On Thursday, July 24, from 4 to 6 p.m., we will host a public reception and we invite you to join us. Jack White will provide a guided tour of the exhibit and share some of his amazing breadth of knowledge of the Queen City. We’re delighted that the Williams family, descendants of Covington, will be joining us for this event.

Samuel Fulton Covington (1819-1889) was born in Rising Sun, Indiana, and after a few years of trying several occupations ended up in the insurance business in Cincinnati. Although never a “big name” in the business, he was well-known in local business and political circles and made a comfortable living for himself and his family, eventually settling in Madisonville. His son John I. Covington graduated from Miami in 1870 and married a Western College girl. Their daughters both graduated from Western; one of them, Annette, became a well-known regional artist. The other, Mary, married a Miami zoology professor, Stephen Riggs Williams.

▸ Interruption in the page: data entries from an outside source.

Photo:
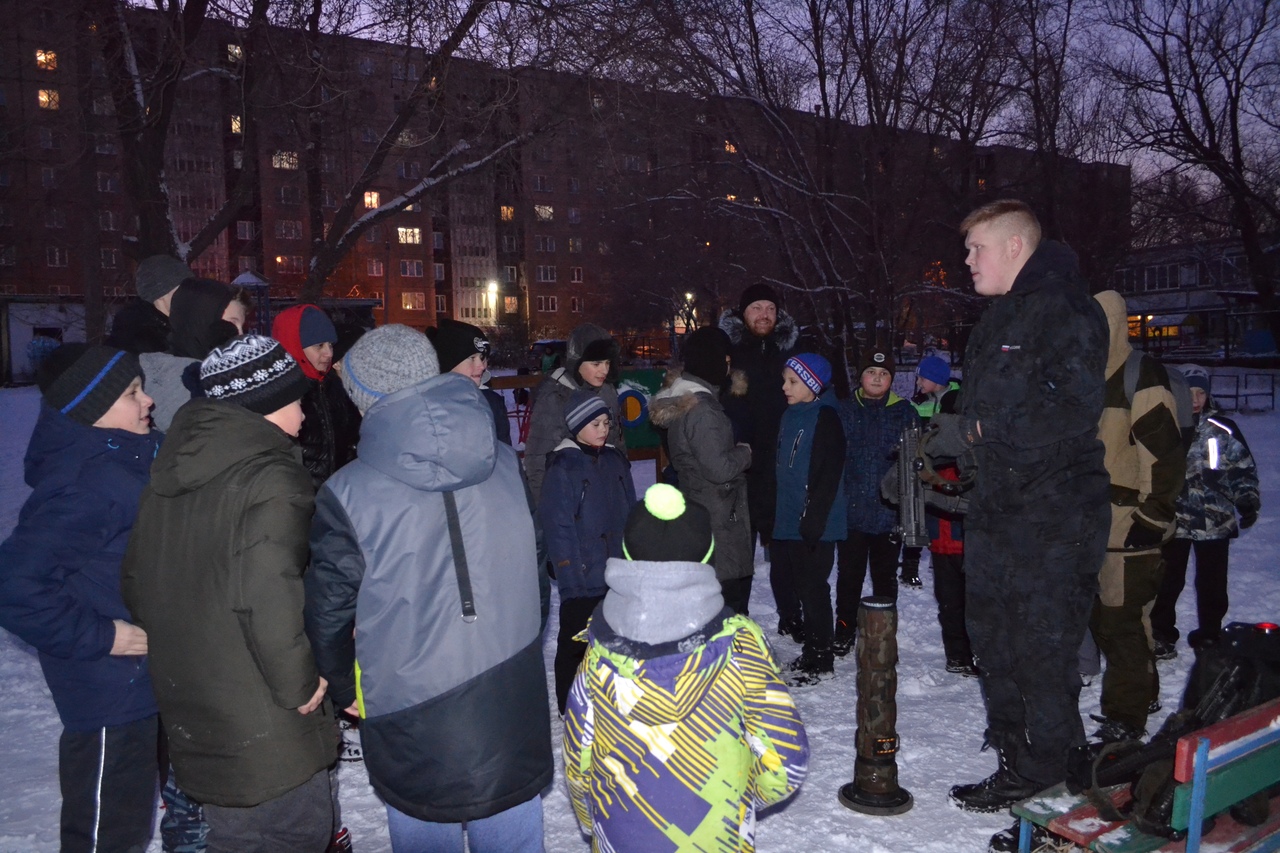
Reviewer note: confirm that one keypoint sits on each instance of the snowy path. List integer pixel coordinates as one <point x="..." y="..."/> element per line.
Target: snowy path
<point x="940" y="715"/>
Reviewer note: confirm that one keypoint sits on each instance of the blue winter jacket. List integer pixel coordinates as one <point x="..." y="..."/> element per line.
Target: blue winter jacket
<point x="60" y="568"/>
<point x="809" y="464"/>
<point x="586" y="497"/>
<point x="872" y="429"/>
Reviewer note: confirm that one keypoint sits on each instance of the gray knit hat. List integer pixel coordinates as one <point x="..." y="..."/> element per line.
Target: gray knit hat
<point x="584" y="406"/>
<point x="388" y="359"/>
<point x="159" y="274"/>
<point x="254" y="372"/>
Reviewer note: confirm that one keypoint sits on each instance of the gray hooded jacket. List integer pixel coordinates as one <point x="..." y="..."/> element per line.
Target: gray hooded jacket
<point x="456" y="723"/>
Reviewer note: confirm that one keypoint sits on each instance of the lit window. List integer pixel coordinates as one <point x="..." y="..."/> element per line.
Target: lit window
<point x="288" y="264"/>
<point x="288" y="228"/>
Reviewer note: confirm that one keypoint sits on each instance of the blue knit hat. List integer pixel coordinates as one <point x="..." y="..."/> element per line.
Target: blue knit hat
<point x="813" y="370"/>
<point x="584" y="406"/>
<point x="315" y="327"/>
<point x="933" y="369"/>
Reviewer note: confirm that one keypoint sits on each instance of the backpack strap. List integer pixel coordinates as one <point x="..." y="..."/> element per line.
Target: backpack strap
<point x="1132" y="366"/>
<point x="460" y="559"/>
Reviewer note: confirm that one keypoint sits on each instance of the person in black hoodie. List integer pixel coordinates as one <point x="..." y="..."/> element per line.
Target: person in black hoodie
<point x="464" y="350"/>
<point x="1040" y="509"/>
<point x="196" y="327"/>
<point x="142" y="324"/>
<point x="88" y="459"/>
<point x="214" y="575"/>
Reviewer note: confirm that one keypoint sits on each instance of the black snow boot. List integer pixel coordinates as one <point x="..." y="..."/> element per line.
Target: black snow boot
<point x="995" y="793"/>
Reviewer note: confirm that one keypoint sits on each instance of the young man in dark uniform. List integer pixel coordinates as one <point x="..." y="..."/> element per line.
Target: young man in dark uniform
<point x="1038" y="514"/>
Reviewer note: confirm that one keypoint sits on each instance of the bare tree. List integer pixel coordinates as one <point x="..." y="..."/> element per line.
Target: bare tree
<point x="1201" y="81"/>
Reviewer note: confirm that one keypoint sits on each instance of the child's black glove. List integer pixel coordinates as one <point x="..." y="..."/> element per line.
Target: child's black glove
<point x="1143" y="537"/>
<point x="949" y="436"/>
<point x="1248" y="509"/>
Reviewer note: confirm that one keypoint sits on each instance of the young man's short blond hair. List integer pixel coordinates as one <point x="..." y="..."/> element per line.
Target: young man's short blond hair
<point x="1013" y="214"/>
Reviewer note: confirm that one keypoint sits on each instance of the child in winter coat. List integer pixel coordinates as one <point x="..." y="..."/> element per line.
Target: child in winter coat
<point x="214" y="574"/>
<point x="586" y="496"/>
<point x="1221" y="483"/>
<point x="592" y="363"/>
<point x="679" y="725"/>
<point x="332" y="425"/>
<point x="810" y="510"/>
<point x="464" y="349"/>
<point x="88" y="460"/>
<point x="711" y="464"/>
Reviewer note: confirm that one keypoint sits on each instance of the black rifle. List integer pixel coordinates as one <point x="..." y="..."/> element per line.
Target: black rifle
<point x="910" y="529"/>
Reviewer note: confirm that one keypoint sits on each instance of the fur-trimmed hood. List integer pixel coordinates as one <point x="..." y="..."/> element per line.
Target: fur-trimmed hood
<point x="785" y="333"/>
<point x="679" y="395"/>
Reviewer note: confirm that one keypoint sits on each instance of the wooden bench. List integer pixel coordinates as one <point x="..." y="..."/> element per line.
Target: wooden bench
<point x="1216" y="767"/>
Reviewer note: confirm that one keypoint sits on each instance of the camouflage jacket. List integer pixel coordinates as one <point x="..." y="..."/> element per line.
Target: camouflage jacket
<point x="1221" y="480"/>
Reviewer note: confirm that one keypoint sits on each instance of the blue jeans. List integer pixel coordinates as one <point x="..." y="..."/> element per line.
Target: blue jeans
<point x="516" y="830"/>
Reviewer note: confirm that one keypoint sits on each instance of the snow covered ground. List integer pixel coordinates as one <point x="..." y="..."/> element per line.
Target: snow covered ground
<point x="940" y="715"/>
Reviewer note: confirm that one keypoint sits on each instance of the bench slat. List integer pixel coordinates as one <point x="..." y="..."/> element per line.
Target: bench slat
<point x="1223" y="733"/>
<point x="1230" y="784"/>
<point x="1072" y="816"/>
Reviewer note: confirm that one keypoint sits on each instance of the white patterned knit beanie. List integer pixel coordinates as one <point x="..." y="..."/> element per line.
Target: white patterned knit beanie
<point x="252" y="372"/>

Like other businessmen in the late 19th century, Samuel began to collect books in his leisure time. He had a strong interest in local history and began to think of writing a history of Cincinnati. His collection, while wide-ranging, had a particular focus on the history of the Old Northwest Territory. His history of Cincnnati, alas, was never written.

In 1915 his widow sold his book collection to Miami University. In recent years his descendants via Stephen Riggs Williams have donated large sections of the family archive to Special Collections. This extensive family collection — letters and personal diaries, account books and business papers, photographs and ephemera –provides a fascinating perspective on one family’s experience in late 19th century Cincinnati.

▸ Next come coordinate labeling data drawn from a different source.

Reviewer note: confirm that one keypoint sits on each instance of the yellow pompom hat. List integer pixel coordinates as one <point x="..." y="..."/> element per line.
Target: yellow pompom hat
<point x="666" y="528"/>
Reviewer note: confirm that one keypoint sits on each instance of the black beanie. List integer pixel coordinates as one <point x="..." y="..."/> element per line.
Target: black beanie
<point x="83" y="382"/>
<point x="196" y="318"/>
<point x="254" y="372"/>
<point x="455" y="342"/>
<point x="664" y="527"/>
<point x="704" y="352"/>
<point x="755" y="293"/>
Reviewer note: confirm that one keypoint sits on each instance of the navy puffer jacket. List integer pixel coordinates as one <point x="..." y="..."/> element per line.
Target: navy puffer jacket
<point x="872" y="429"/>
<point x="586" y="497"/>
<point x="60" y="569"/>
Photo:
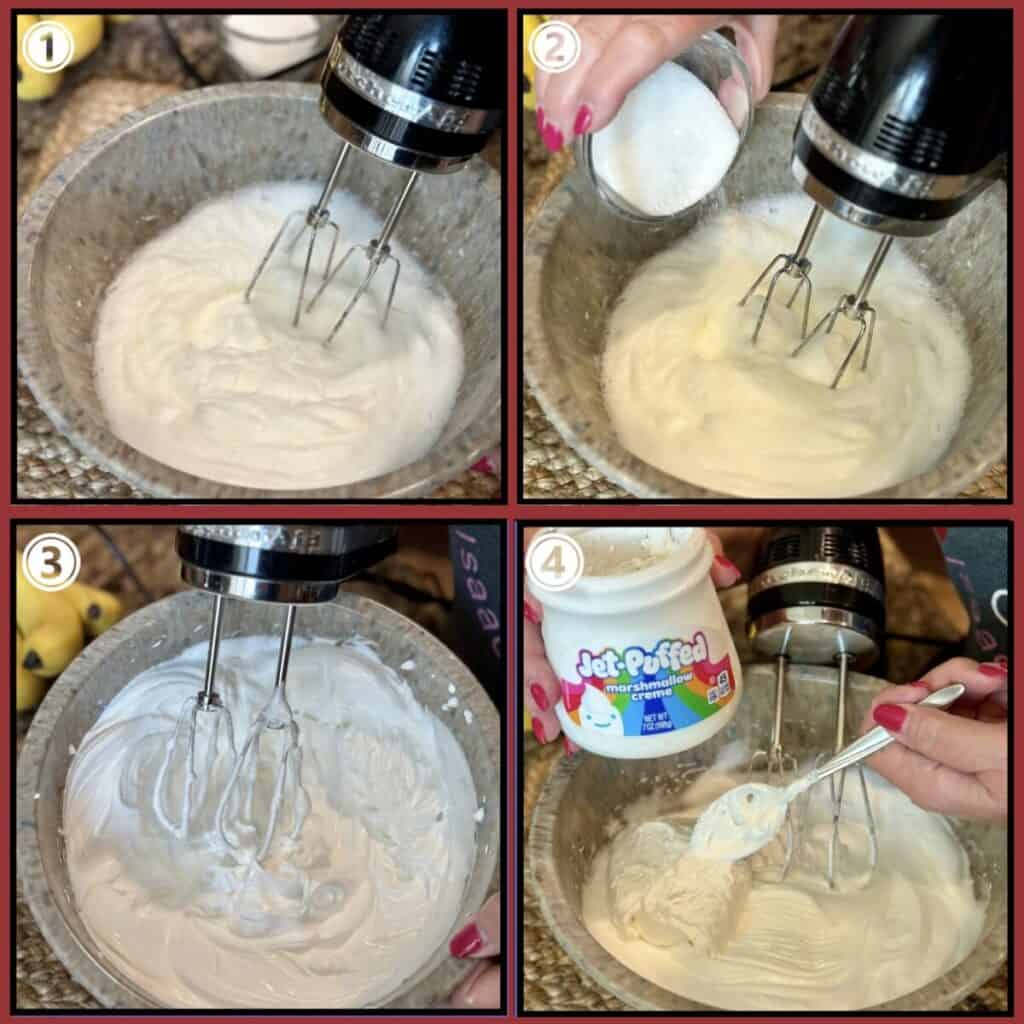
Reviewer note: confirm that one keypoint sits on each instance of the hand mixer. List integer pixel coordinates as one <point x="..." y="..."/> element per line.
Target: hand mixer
<point x="905" y="125"/>
<point x="421" y="91"/>
<point x="284" y="563"/>
<point x="817" y="597"/>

One of the pleasures of creating an exhibit is the opportunity to take time from one’s many other responsibilities and really explore a collection. Jack and I had the invaluable help of Special Collections Librarian Kimberly Tully and Caylan Evans, our graduate assistant this past year. They led us to many wonderful finds and topics, from steamboats to the Industrial Expositions to love letters. One of my own finds was an early Ohio River navigation guide in which a young Samuel had practiced his name and on the map showing Rising Sun had written, “This is where I live.” Another came from a different collection entirely: an amazing panorama,  Panorama of the Procession of the Order of Cincinnatus, published upon the opening of the 1883 Exposition.



Caylan completed the work begun by two other GAs in compiling a finding aid for the Covington Family Papers, under Kim’s supervision. It is now available online. Samuel’s book collection has continued to grow during its century at Miami and is now a comprehensive collection  that includes almost every significant example of 19th century regional history. Covington books are represented in the library’s catalog with the designation “Cov.”

Harrison-Covington ltrExhibits often lead to continuing discoveries as we all learn more about our collections. After the exhibit was completed, in the course of following up a separate inquiry, I discovered a letter that had come in with the Covington materials but had been separated from the rest of the collection. There was, however, a very good reason for this. The letter had been written to Samuel by Senator Benjamin Harrison (MU 1852), replying to Samuel’s inquiry regarding a political matter, and had been placed with our other Harrison correspondence. It is listed in the Harrison finding aid; we will add a cross reference to it in the Covington finding aid as well.

Samuel himself  attended Miami, but only for a year; he was forced to leave and go to work to help support his widowed mother and family. But Samuel Fulton Covington will always be an honored name at Miami. His books and his family have made certain of that.